Rising interest rates benefit the bank more than its competitors with FRC on board. The Zacks Consensus Estimate for NII (reported) of $20.38 billion suggests a 34.7% surge. Their estimate for NII implies a jump of 42.4% to $21.54 billion.
Investment Banking Losses
JPMorgan investment banking fees weakness has been exacerbated by a decline in large private-equity buyouts. Global deal-making continued to shrink on a year-over-year basis in the second quarter, while green shoots were visible toward the end of the quarter in the IPO market. The deal volume and total value numbers crashed in the second quarter, again.
JPMorgan’s underwriting fees (accounting for almost 60% of total IB fees) are expected to have been hit during the June-ended quarter.
Unrealized Losses on Investment Securities: How large are the losses, have losses been taken and are they hedged? This will affect ROE and EPS. Simply the value of assets held has been diminished, but by how much?
Loan Loss Provisions
The consensus estimate for provision for credit losses is $1.91 billion, a surge of 73.3% year over year.
The Zacks Consensus Estimate for non-performing loans (NPLs) of $6.72 billion implies a 6.2% decline year over year. The consensus estimates for non-performing assets (NPAs) of $7.37 suggests a 6.1% fall. Estimates for NPAs and NPLs are $7.49 billion and $7.03 billion, respectively.
Societe Generale downgrade Citigroup (C), JPMorgan (JPM) and Goldman Sachs (GS) to Hold from Buy
On Friday ahead of earnings Societe Generale cuts the ratings of JPM, C and GS on the risk from rules for Basel 4 to be published in the coming weeks could drive significantly higher capital requirements. “Forthcoming B4 regulations could drive much higher minimum capital requirements” for the lender’s analyst Andrew Lim wrote in a note.
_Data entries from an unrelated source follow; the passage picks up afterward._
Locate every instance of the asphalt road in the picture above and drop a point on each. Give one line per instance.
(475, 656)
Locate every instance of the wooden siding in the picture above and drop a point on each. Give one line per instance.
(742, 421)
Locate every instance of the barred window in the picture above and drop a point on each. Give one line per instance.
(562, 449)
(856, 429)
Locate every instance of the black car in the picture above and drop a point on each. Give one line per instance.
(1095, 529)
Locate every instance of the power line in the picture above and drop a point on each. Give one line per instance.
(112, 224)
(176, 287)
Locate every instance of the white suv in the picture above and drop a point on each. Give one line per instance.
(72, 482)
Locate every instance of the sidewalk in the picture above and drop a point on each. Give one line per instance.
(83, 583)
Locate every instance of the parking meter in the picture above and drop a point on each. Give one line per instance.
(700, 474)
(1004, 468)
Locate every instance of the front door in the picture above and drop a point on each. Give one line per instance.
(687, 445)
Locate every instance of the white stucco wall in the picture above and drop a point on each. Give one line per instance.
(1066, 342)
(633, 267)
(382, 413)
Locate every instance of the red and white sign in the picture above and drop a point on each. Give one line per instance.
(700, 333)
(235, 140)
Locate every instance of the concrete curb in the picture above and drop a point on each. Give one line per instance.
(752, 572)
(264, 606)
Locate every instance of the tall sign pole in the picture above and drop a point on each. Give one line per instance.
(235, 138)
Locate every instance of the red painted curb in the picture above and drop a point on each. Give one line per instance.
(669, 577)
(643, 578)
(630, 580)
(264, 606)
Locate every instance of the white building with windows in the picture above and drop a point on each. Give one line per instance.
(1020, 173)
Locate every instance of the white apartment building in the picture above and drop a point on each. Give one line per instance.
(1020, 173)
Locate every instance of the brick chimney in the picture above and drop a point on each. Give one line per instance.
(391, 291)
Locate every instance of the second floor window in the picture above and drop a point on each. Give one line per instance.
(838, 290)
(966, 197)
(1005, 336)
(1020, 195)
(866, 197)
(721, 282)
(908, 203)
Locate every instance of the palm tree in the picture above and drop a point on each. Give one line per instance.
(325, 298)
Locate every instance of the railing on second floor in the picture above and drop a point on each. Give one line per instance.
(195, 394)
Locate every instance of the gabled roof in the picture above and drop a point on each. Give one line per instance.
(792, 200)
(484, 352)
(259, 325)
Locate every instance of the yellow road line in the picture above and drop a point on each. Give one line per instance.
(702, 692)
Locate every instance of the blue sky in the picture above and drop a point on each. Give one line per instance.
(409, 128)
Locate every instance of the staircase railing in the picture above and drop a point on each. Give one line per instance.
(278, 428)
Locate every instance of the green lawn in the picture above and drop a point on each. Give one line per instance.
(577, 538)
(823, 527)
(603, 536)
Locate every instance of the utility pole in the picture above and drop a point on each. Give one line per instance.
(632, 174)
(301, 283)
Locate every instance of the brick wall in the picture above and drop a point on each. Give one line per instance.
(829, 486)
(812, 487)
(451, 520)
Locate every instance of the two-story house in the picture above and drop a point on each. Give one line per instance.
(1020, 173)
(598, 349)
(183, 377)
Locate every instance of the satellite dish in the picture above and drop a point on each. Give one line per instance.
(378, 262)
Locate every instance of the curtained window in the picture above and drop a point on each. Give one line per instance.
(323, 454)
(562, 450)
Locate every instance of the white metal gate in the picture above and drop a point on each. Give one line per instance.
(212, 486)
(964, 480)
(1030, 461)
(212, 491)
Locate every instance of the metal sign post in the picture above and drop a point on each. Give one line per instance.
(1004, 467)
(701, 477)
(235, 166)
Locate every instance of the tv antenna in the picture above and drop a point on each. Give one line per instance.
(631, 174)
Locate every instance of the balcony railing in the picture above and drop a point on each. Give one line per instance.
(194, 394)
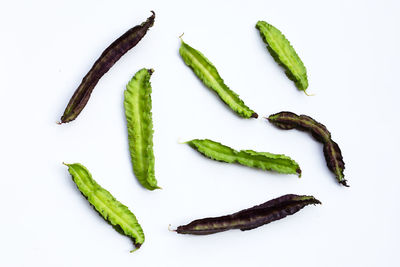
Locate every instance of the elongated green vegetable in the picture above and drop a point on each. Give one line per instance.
(208, 74)
(250, 158)
(284, 54)
(137, 105)
(118, 215)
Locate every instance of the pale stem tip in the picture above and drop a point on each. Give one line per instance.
(170, 229)
(181, 141)
(308, 94)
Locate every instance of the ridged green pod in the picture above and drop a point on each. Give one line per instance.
(209, 75)
(284, 54)
(137, 105)
(115, 213)
(250, 158)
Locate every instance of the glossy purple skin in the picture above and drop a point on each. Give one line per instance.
(107, 59)
(251, 218)
(333, 156)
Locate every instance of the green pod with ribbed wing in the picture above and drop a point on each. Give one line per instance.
(113, 211)
(137, 105)
(209, 75)
(284, 54)
(250, 158)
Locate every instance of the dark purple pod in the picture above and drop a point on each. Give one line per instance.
(333, 156)
(251, 218)
(107, 59)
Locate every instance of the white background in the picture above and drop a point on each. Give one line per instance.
(351, 51)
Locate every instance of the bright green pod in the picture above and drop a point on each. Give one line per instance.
(209, 75)
(113, 211)
(250, 158)
(284, 54)
(137, 105)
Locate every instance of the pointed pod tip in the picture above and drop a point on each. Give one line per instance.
(308, 94)
(170, 229)
(181, 141)
(180, 37)
(344, 182)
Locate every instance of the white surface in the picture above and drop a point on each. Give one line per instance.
(351, 51)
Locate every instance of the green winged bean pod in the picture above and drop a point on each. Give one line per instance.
(137, 105)
(115, 213)
(250, 158)
(209, 75)
(333, 156)
(284, 54)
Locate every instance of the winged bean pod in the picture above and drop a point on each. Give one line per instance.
(333, 156)
(250, 158)
(284, 54)
(251, 218)
(209, 75)
(107, 59)
(137, 105)
(114, 212)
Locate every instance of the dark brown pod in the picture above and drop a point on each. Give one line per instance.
(333, 156)
(251, 218)
(107, 59)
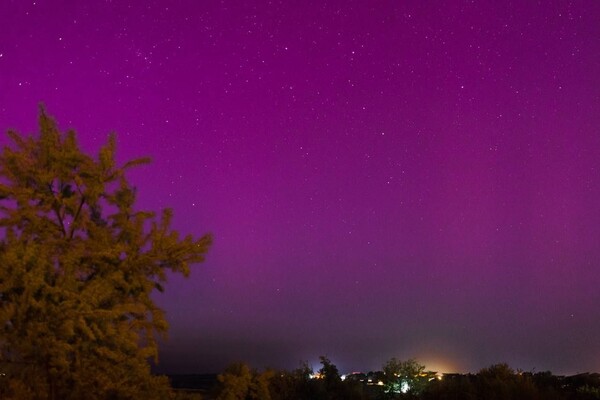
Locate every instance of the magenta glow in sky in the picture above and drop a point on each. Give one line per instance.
(382, 179)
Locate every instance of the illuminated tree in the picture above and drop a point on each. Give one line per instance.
(78, 265)
(405, 376)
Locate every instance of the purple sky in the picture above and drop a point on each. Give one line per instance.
(382, 179)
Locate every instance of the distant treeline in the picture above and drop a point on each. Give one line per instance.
(396, 380)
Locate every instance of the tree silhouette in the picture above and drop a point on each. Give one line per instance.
(77, 267)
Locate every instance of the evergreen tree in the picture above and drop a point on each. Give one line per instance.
(78, 265)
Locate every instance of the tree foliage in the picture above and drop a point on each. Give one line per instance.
(78, 264)
(405, 376)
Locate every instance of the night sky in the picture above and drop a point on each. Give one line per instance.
(382, 179)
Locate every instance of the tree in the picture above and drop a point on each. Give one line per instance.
(78, 265)
(405, 376)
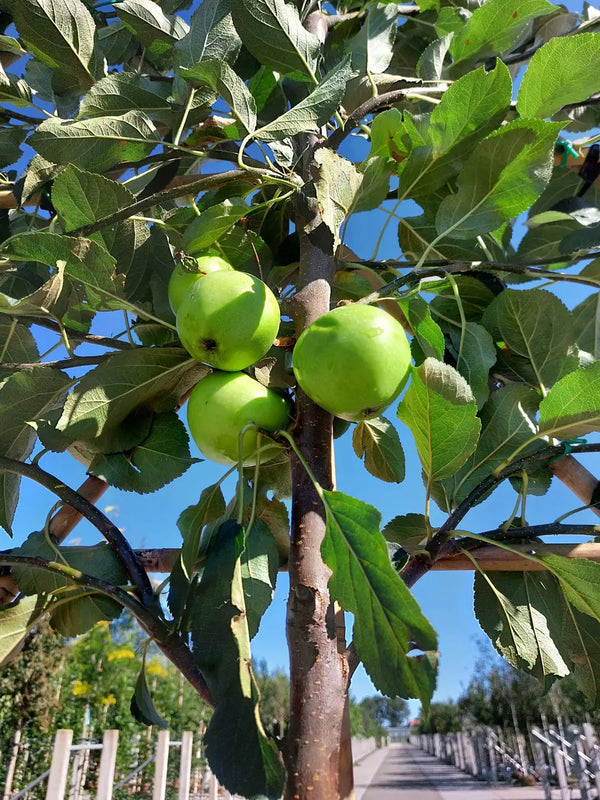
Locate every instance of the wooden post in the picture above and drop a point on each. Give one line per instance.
(185, 765)
(108, 760)
(543, 769)
(59, 768)
(160, 770)
(12, 764)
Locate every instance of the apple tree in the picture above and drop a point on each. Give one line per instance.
(137, 137)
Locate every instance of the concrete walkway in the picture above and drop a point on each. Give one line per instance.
(403, 772)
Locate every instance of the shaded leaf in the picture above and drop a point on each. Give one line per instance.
(495, 27)
(219, 76)
(502, 177)
(96, 144)
(273, 33)
(564, 70)
(312, 112)
(572, 407)
(212, 35)
(387, 620)
(441, 413)
(141, 706)
(24, 397)
(377, 442)
(536, 326)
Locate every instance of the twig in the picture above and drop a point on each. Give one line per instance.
(169, 642)
(419, 564)
(99, 520)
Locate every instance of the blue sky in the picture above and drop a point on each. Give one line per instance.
(446, 598)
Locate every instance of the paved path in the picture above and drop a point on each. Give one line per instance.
(403, 772)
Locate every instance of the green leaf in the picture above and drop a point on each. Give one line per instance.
(408, 530)
(502, 177)
(222, 652)
(130, 381)
(120, 92)
(579, 579)
(157, 460)
(272, 31)
(563, 71)
(219, 76)
(18, 345)
(10, 145)
(508, 422)
(315, 110)
(210, 226)
(60, 34)
(24, 397)
(430, 66)
(142, 707)
(212, 35)
(586, 325)
(513, 609)
(572, 407)
(373, 46)
(387, 620)
(16, 620)
(84, 262)
(534, 325)
(96, 144)
(82, 612)
(377, 441)
(495, 27)
(441, 413)
(259, 567)
(428, 334)
(470, 108)
(337, 183)
(151, 25)
(475, 354)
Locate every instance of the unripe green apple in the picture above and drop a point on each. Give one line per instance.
(352, 361)
(228, 320)
(223, 403)
(185, 275)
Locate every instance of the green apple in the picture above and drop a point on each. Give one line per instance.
(228, 320)
(187, 272)
(352, 361)
(221, 404)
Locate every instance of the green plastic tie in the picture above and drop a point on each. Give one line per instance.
(568, 150)
(566, 445)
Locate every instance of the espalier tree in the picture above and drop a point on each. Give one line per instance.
(253, 130)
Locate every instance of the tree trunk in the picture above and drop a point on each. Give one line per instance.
(317, 746)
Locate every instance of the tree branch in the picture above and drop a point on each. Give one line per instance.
(459, 267)
(419, 564)
(196, 184)
(169, 642)
(99, 520)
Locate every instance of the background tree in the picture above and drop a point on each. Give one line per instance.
(306, 117)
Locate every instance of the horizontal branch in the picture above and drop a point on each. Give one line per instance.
(167, 640)
(491, 558)
(100, 521)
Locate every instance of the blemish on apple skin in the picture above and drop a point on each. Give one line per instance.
(209, 345)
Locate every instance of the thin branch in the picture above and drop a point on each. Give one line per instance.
(419, 564)
(66, 363)
(88, 338)
(99, 520)
(368, 107)
(169, 642)
(460, 267)
(492, 558)
(196, 184)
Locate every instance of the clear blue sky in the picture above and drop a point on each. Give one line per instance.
(446, 598)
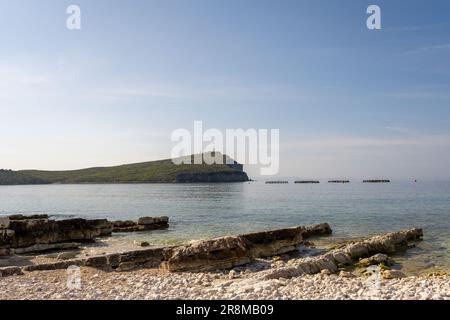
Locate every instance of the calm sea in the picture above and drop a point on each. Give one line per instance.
(199, 211)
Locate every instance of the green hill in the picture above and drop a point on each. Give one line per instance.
(163, 171)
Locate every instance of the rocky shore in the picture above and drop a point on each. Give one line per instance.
(274, 264)
(240, 283)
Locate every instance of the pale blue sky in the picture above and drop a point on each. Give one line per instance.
(349, 102)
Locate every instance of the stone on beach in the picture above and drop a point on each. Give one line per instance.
(228, 252)
(387, 243)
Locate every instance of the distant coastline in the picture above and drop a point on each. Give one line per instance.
(161, 171)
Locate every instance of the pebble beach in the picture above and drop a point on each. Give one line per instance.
(241, 283)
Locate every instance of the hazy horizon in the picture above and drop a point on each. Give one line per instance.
(349, 102)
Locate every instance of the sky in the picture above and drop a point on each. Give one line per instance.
(348, 101)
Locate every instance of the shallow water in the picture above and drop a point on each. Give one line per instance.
(199, 211)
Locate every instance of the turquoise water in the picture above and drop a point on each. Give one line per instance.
(207, 210)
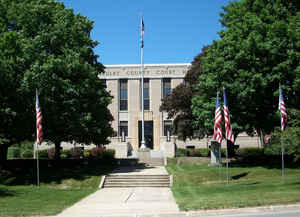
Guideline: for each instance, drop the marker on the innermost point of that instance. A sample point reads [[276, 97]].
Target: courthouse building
[[124, 84]]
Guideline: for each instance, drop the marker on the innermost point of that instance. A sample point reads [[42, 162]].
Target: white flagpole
[[282, 162], [37, 164], [227, 170], [143, 145], [220, 163]]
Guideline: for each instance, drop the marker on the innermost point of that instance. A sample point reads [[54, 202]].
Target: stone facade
[[156, 74]]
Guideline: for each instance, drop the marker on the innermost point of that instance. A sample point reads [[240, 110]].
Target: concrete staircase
[[153, 161], [128, 181]]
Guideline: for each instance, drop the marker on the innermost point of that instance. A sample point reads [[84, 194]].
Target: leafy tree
[[259, 48], [178, 103], [48, 47], [290, 138]]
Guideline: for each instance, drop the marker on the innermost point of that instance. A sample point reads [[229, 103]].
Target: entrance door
[[148, 133]]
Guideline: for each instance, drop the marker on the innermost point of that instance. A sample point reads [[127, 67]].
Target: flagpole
[[282, 162], [220, 162], [142, 81], [227, 170], [283, 114], [37, 165]]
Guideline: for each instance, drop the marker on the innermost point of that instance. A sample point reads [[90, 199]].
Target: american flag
[[142, 33], [39, 132], [283, 110], [218, 118], [228, 128]]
“Our new analysis of how B4 might impact the US banks indicates that it is possible that the inclusion of operational risk in group standardised RWA [risk-weighted assets] and inflation in market RWA will significantly outweigh likely lower credit RWA,” the note said. CITI, in particular, and GS could have more material capital weakness vs peers with respect to minimum capital requirements.
JPMorgan was also cut to Hold with the stock becoming more fully valued after its recent rally.
JPMorgan Last Quarter Earnings
Higher rates increase margins but there is a cost.
Understandably there was a crisis of confidence in regional banks sparked off by last month’s collapse of Silicon Valley Bank. We warned last year higher interest rates from the Federal Reserve’s aggressive rate hiking revenues are expected to rise from a year earlier. To that we warned of the downside, what we didn’t know is how poorly the regional banks were managed. Silicon Valley and Signature Banks will be taught in economic classes along with Enron, South Sea Bubble and Worldcom in business and economic classes.
Net interest income (NII) widened as the net interest margin widened, simply the gap has widened the gap between what the big commercial banks pay depositors and what they earn lending money out. The Federal Deposit Insurance Corp said the margin increased the most on a quarterly basis in the third quarter, and in Q4 banks continued to grow their loan books, particularly commercial and industrial and credit-card loans. It is expected that NII continued to be the primary driver of performance during last year’s fourth quarter.
However, there is a price for this, the clearest is the housing market which with the collapse in affordability through higher rates and inflation has dropped off dramatically ion activity. For banks this means the fee income from home lending has fallen right off.